After a long gap in the late fall filled with seemingly endless paying work (as opposed to boat work), holidays, birthdays, familial stuff, and extremely prejudicial weather from a boat-fixing point of view, I am back with some final thoughts of 2008. Yesterday I was down on the boat in blowing wind retarping the pilothouse. Much on my mind (besides hanging on for dear life as my fingers gradually froze) was the likelihood that the best thing I could do for our plans would be to keep the boat on the hard this summer instead of launching. When I suggested that the need to weld, to paint, to replace tanks, to sound proof, to replace plumbing, exhaust and part of the electrical system, to pull the rudder and shaft, and to redesign and rebuild the aft cabin might be better accomplished ashore in 2009, my wife's face fell. On some level, she understands that having the boat in a parking lot instead of a dock will make many tasks easier (not even taking into account the proximity to the club's well-equipped workshop), but the prospect of a second summer without using The Main Ship is disappointing to her, as it is to me. The presence of a functioning dinghy on board, plus access to the old boat at a nearby club, should help make the prospect of labouring in a gravel parking lot while obtaining sculpted calves via ladder climbing more palatable. So to any readers of this space (are there any readers?), the possibility of fewer sailing shots and more grainy pictures of various marine nooks and yes, even crannies grows stronger in '09. As may be slightly apparent from the rather sad picture above, we got a bit of rust busting, MetalPrepping and two-part epoxy painting done in the very few non-cold, non-raining, non-blowing or -snowing days we had this fall. The silver streak below the waterline is anti-rusting undercoat put on in a hurry after we noticed after we had done the major touch-up work. It seems that someone dinged our boat, likely with a crane spreader, when retrieving a boat to go on a trailer. The lists of "suspects" is short, and I am confident that this was simply an unnoticed scrap by a club member and that I'll get some free barrier coat out of it at some point.
Recently, I read an account of a big yacht delivery (see http://cruising.sailboatowners.com/forums/CSBB/index.cgi?read=138777 ) in which the jocular crew recounted all the various "conveniences" that had gone horribly wrong on an ostensibly new, and by any measure, high-end boat. One comment, which seems to typify for me the state of modern cruising, went as follows: "About 200 miles off Hatteras, the feed pump to the Spectra watermaker died… It had worked fine until that point, but we were now suddenly quite low on water a LONG way from our destination, thanks to the fact that the electric toilets on this globe-girdling BOTY require fresh water to flush… Classic example of where modern kroozing has brought us, one has to run a generator to run a watermaker to run the toilets… LOL!"
It's not the freshwater head I object to, it's the need to make freshwater for the head. I am quite comfortable with the notion of using surplus freshwater to flush heads from a raincatcher or a watermaker or if you've got the complimentary tap at the Port Captain's personal dock. That's great and a rapid application of even an occasional fresh water flush (or a vinegar flush or some other kind of "treatment") is going to do any shipboard plumbing a world of good by killing critters in the works. But the thread of utility and systems simplicity grows thin indeed in my view, particularly if you have the usual flat-bottomed hull of modern "performance cruisers" and maybe 50 gallons of water tankage to play with, and if you have to have a series of electrical pumps to make it all work just like in your shoreside condo.Now, I have 200 gallons of water tankage, and if I throw a small watermaker in there, I might be one of "those guys" who can use a diverter valve to have a freshwater head, if only to cycle through "older" water in designated tanks. More likely, I would keep 50 gallons as "semi-potable rain water" for washing up, showers and yes, even luxury flushing.
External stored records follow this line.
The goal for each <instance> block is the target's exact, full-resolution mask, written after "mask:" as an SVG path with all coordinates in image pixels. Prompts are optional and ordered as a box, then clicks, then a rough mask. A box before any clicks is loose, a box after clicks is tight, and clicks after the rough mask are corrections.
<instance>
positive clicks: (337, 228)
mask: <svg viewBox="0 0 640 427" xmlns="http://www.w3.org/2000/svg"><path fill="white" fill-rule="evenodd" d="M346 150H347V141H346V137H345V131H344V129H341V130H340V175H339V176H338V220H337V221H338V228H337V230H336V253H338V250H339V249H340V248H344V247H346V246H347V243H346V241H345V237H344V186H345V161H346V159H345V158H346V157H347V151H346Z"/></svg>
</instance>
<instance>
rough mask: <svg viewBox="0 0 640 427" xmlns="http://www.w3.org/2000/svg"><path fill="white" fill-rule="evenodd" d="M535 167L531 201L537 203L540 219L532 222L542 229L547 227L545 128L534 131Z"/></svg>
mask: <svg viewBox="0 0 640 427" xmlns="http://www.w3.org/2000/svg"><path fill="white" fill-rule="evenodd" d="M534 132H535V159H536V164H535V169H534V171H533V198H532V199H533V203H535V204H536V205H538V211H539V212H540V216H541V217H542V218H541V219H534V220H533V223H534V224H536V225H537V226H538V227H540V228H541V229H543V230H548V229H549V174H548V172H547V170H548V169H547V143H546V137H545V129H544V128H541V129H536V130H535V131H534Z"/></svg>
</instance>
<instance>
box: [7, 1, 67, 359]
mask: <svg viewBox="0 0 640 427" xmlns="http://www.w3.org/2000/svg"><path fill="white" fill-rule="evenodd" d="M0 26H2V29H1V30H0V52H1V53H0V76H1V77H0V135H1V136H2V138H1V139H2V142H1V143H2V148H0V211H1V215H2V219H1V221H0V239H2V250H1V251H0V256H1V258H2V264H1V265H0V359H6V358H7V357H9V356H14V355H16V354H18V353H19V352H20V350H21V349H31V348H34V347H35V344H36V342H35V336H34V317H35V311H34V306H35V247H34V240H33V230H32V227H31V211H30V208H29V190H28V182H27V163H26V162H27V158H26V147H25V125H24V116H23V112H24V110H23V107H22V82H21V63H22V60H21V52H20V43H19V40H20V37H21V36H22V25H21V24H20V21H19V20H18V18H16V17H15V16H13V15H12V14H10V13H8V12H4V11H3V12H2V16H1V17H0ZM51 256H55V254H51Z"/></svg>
All this isn't a Luddite impulse, but an attempt to have more than one way to accomplish onboard tasks, particularly ones that involve electricity. The reason for this is that without exception in my experience, cruising narratives and boat delivery stories tell of the gadgets that didn't work due to lack of robustness in design, the harshness of the saltwater environment, or because the wiring was just too damn complex to service properly in a pitching boat.
If it is a matter of throwing a few switches and turning a few valves to turn our passagemaker from a muscle-operated workshop to a gently humming den when the appropriate power and water manifest at a dock, why wouldn't we build these options in? It seems quite apparent to me that I can avoid a world of maintenance hurt thereby at very little "inconvenience".
Nonsuch 30s, 33s and 36s (heavily built cat-rigged cruisers, for those unfamiliar with them) are regularly raced around here and frequently win or otherwise rank highly after the PHRF ratings are applied. Go below, and they look like nautically themed rec rooms, however. But their owners know how to squeeze potential into kinetic in their boats, and thus win races. Racing exemplifies sailing at its highest pitch of skill. We can't all possess those skills, nor would we in many cases want to. It seems to me, however, that learning to sail better means the motor stays off that much longer, and to me, if you don't want to use the sails, why did you get a sailboat?